Isabel fue una de las tantas que recibió con incredulidad los resultados de la elección del 15 y 17 de mayo. “Teníamos un miedo tremendo de que la derecha lograra sus dos tercios. Ellos siempre han gobernado al país con una minoría”, indicó Godoy Monardez. Pero eso no ocurrió. Los candidatos independientes fueron la gran sorpresa, ya que obtuvieron 48 escaños. Y la lista de la derecha no alcanzó el tercio de asambleístas necesarios para tener poder veto dentro de la Convención. “Fue un cachetazo gigante hacia ellos y para la vieja política de los acuerdos”, señaló la representante del pueblo colla.

Adolfo Millabur es un dirigente histórico del pueblo mapuche que ocupará otra de las plazas en la Convención. “La élite chilena está descolocada. Por primera vez en la historia del país se abrió el debate para discutir el poder”, sostuvo el dirigente. Millabur supo ser el primer alcalde mapuche en el país. Estuvo durante 25 años al frente de la comuna Tiruá, una ciudad costera ubicada 700 km al sur de Santiago. A principios de este año su organización decidió postularlo como candidato y dejó la alcaldía. Adolfo se mostró cauto respecto a cómo se moverán los postulantes independientes una vez puestos a votar. “Muchos candidatos se desafiliaron de sus partidos a última hora para hacerse pasar como independientes. Entonces los dos tercios son para mí una preocupación”, señaló el exalcalde mapuche, en referencia a la mayoría que van a necesitar para aprobar los distintos artículos de la Constitución.

Las cifras de los pueblos originarios

Según el censo de 2017, en Chile existen 2,185,792 personas que se declararon como indígenas. Esto representa un 12.8 por ciento de la población total, que alcanzó los 17,574,003 habitantes. En las duras jornadas de debate que tuvieron lugar a fines del año pasado, el Congreso decidió reservar 17 escaños para las diez etnias reconocidas: Mapuche, Aimara, Rapa Nui, Quechua, Lican Antay o Atacameño, Diaguita, Colla, Kawashkar, Chango y Yagán o Yámana. La repartición de representantes se basó en la densidad poblacional de cada una. Los Mapuche que llegan casi a 1,754,147 personas, recibieron 7 lugares; los Aimara, con 156,754, tuvieron dos; y los demás pueblos un convencional.

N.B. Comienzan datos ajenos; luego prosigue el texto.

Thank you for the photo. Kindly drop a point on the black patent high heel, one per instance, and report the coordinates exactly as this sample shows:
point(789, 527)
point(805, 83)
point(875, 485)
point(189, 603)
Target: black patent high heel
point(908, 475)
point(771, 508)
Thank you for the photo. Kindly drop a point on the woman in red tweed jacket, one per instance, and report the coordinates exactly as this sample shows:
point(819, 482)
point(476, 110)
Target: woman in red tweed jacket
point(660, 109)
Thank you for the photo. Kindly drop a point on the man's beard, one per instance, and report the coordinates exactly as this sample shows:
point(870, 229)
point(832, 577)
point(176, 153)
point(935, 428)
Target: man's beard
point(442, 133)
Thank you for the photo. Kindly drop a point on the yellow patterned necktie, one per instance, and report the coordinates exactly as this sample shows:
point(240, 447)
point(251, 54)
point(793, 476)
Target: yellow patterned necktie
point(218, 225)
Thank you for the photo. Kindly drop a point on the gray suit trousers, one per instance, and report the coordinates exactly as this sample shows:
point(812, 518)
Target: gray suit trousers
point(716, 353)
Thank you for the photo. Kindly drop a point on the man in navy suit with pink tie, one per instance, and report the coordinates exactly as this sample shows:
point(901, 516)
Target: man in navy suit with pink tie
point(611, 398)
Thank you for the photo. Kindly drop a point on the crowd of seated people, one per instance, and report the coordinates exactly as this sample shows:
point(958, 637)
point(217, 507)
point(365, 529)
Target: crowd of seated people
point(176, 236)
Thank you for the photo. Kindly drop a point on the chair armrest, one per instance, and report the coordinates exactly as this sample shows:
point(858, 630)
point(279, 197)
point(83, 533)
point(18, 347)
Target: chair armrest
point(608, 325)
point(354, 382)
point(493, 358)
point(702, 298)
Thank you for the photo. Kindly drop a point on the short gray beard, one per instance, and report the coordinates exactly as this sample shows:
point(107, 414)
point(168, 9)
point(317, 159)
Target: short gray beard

Se decidió que los electores habilitados de los pueblos originarios (1,239,295 personas) sólo podrían elegir a sus propios representantes. Finalmente participó un 22.87 por ciento del padrón, es decir 283,384 personas. Ese dato podría leerse como falta de interés, sin embargo Elisa Loncón, candidata mapuche, consideró las dificultades que les puso el gobierno en todo el proceso. “No hubo chance de dar a conocer las propuestas. En los medios de comunicación apenas se nos dio dos segundos por candidato”, sostuvo la dirigente, que fue la cuarta postulante más elegida dentro de su etnia con 11,708 votos. Además destacó que fue una elección importante ya que es la primera vez que el Estado reconoce a sus pueblos. “Somos una de las naciones del mundo que tenemos derecho a determinar nuestro futuro”, indicó la dirigente mapuche y magíster en Lingüística por la Universidad Autónoma Metropolitana de México (UNAM).

Estado Plurinacional

Los candidatos indígenas sostienen que la próxima Carta Magna Chile tiene que reconocer al Estado como Plurinacional, como ya lo hicieron Ecuador y Bolivia. Sin embargo, Loncón sostiene que hay que ir mucho más allá. “Necesitamos que se hable de los derechos colectivos de las naciones originarias: derecho a la autonomía y la autodeterminación, derecho a la tierra y al territorio, a las lenguas y a las culturas, a las identidades. Nada de esto tiene espacio en la Constitución de Pinochet”, sostuvo la líder mapuche.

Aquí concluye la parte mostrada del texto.